Naza Gonella Blog

Decoding UTFs

Sat, 13 Dec 2025 00:00:00 +0000

As a small project I built a simple JSON parser in C. I first added support for all data types, except for Unicode escape characters (JSON accepts values such as \u03C0 if you don’t feel like manually copy-pasting the character π with code point U+03C0). I didn’t find it urgent to add support for them right away, but when I finally got around to it, I realized encoding Unicode characters wasn’t as simple as I had expected. You are not supposed to just put the raw code point value into the data structure.

So I decided to dive deep into Unicode and its encodings, and write about what I learned in the process. Hopefully you’ll also pick something up along the way.

Code Structure and Endianness

In each UTF encoding section, there will be a function named CodepointToX written in C that takes a code point and transforms it to its proper encoding, returning the size of the encoding in bytes.

I’m using a big-endian layout for writing sequential bytes: the most significant byte comes first. This also includes a big-endian implementation for the CodepointToX functions in UTF-16 and UTF-32. You can find little-endian implementations in the repository.

The bonus section contains code written in Python.

Unicode is not just ASCII++

You probably know ASCII, characters represented by numbers from 0 to 127; you may also know Unicode, same thing as ASCII but expanded, right? There is a slight difference. ASCII and Unicode are both coded character sets, they map abstract symbols to numeric values called code points. The way they differ is on how they store these code points in memory, what is called encoding. ASCII is both a coded character set and an encoding format. Unicode itself is NOT an encoding format, in fact, it has multiple encodings.

How ASCII does it

ASCII is straightforward. These are small values, we can assign a byte for each code point so the character with the code point 84 would be stored in a byte like 0101 0100. We can extend this idea to Unicode with a naive approach, mapping the code point directly to bytes.

The problem arises from the number of characters in Unicode, over 150,000 characters that will need more than a single byte. This gets worse when you take into account the codespace of Unicode, the total set of possible codepoints Unicode defines for present and future use, which ranges from 0 to 1,114,111 code points¹, or U+0000 to U+10FFFF using Unicode notation with the U+ prefix.

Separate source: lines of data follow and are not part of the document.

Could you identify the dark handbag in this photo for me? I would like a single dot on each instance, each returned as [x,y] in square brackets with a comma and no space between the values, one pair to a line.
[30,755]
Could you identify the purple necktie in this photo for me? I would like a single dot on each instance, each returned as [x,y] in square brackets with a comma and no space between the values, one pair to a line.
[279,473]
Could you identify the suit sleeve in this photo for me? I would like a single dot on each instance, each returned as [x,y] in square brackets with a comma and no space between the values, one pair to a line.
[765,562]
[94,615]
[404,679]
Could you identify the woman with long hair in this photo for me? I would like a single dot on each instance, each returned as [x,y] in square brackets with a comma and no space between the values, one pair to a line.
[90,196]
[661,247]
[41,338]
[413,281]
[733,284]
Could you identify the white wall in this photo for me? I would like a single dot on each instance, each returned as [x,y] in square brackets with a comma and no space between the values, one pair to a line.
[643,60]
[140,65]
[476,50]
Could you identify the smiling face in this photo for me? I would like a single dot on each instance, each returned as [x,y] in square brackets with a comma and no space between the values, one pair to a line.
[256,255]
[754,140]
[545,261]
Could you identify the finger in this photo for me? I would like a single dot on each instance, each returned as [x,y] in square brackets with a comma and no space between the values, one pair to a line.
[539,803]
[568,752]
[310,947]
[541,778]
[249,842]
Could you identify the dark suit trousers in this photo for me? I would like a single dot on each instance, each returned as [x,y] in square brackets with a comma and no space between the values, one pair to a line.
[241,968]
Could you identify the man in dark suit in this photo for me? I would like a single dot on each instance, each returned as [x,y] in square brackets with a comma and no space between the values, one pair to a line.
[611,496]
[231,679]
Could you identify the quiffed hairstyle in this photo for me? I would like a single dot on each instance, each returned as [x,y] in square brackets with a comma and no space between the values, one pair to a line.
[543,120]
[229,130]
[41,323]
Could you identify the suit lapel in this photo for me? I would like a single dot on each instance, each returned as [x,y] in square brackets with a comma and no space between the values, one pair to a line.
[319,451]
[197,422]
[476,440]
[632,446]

UTF-32: The Naive Approach

The UTF-32 encoding solves this by assigning 4 bytes for each code point. Code point 84 (54 in hexadecimal) would be stored as 00 00 00 54. A string like Dog would be encoded this way in binary:

D: 0000 0000 0000 0000 0000 0000 0100 0100
o: 0000 0000 0000 0000 0000 0000 0110 1111
g: 0000 0000 0000 0000 0000 0000 0110 0111

You may notice the problem UTF-32 introduces. A lot of bytes go to waste when using the most common letters in the English alphabet. What in ASCII takes only 3 bytes to encode (dog), becomes 12 bytes with UTF-32. With this encoding, every character takes the same amount of bytes, so we call UTF-32 a fixed-length encoding.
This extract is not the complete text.